Keytruda, Yervoy and Opdivo are called checkpoint inhibitors. They remove a cloak that some cancer cells have that hides them from the immune system. The drugs are given through IVs and cost about $12,500 a month.

Keytruda was approved last year as an initial treatment with chemo for the most common form of advanced lung cancer, but doctors have been leery to use it because that was based on a small study that did not show whether it prolongs life.

The new study, led by Dr. Leena Gandhi of NYU's Perlmutter Cancer Center, gives that proof. In it, 616 patients were given chemo and some also received Keytruda. Those not given Keytruda were allowed to switch to it if their cancer worsened.

After one year, 69 percent of people originally assigned to Keytruda were alive versus 49 percent of the others — a result that experts called remarkable considering that the second group's survival was improved because half of them wound up switching.

How much it ultimately will extend life isn't known — more than half in the Keytruda group are still alive; median survival was just over 11 months for the others.

The Keytruda combo also delayed the time until cancer worsened — an average of nine months versus five months for the chemo-only group.

That's a big difference for such an advanced cancer, said Dr. Alice Shaw, a Massachusetts General Hospital lung cancer expert and one of the conference leaders. "This is really a pivotal study ... a new standard of care," said Shaw, who has no ties to the drugmakers.

Rates of serious side effects were similar, but twice as many in the Keytruda group dropped out because of them. More than 4 percent of that group developed lung inflammation and three patients died of it.

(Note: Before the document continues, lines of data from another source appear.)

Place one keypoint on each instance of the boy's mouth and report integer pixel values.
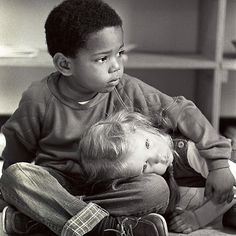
(114, 82)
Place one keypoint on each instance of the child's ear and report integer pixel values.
(62, 64)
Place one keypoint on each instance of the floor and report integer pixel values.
(216, 230)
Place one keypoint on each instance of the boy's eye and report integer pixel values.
(147, 144)
(144, 167)
(121, 53)
(102, 59)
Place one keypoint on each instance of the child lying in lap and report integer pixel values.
(128, 144)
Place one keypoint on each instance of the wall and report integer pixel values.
(164, 26)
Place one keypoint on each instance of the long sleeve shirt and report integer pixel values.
(47, 126)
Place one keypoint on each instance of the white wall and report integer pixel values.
(154, 25)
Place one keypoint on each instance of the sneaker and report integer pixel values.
(16, 223)
(229, 218)
(149, 225)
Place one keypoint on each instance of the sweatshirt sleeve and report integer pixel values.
(22, 131)
(189, 120)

Dr. Matthew Hellmann of Memorial Sloan Kettering Cancer Center in New York led a study testing the Opdivo-Yervoy combo versus chemo in a slightly different group of newly diagnosed advanced lung cancer patients.

The study design was changed after it was underway to look at results according to patients' tumor mutation burden — a measure of how flawed their cancer genes are, according to a profiling test by Foundation Medicine. Medicare recently agreed to cover the $3,000 test for advanced cancers.

Of 679 patients, 299 had a high number of gene flaws in their tumors. In that group, survival without worsening of disease was 43 percent after one year for those on the immunotherapy drugs versus 13 percent of those on chemo. The immunotherapy drugs did not help people with fewer tumor gene flaws.

"We have a tool that helps us determine who are the patients that are most likely to benefit from this combination," Hellmann said.

The median time until cancer worsened was about 7 months on the immunotherapy drugs versus 5.5 months for chemo. Serious side effects were a little more common in the chemo group.

Another rival, Genentech, recently announced that its checkpoint inhibitor, Tecentriq, improved survival in a study similar to the one testing Keytruda. Details are expected in a couple months.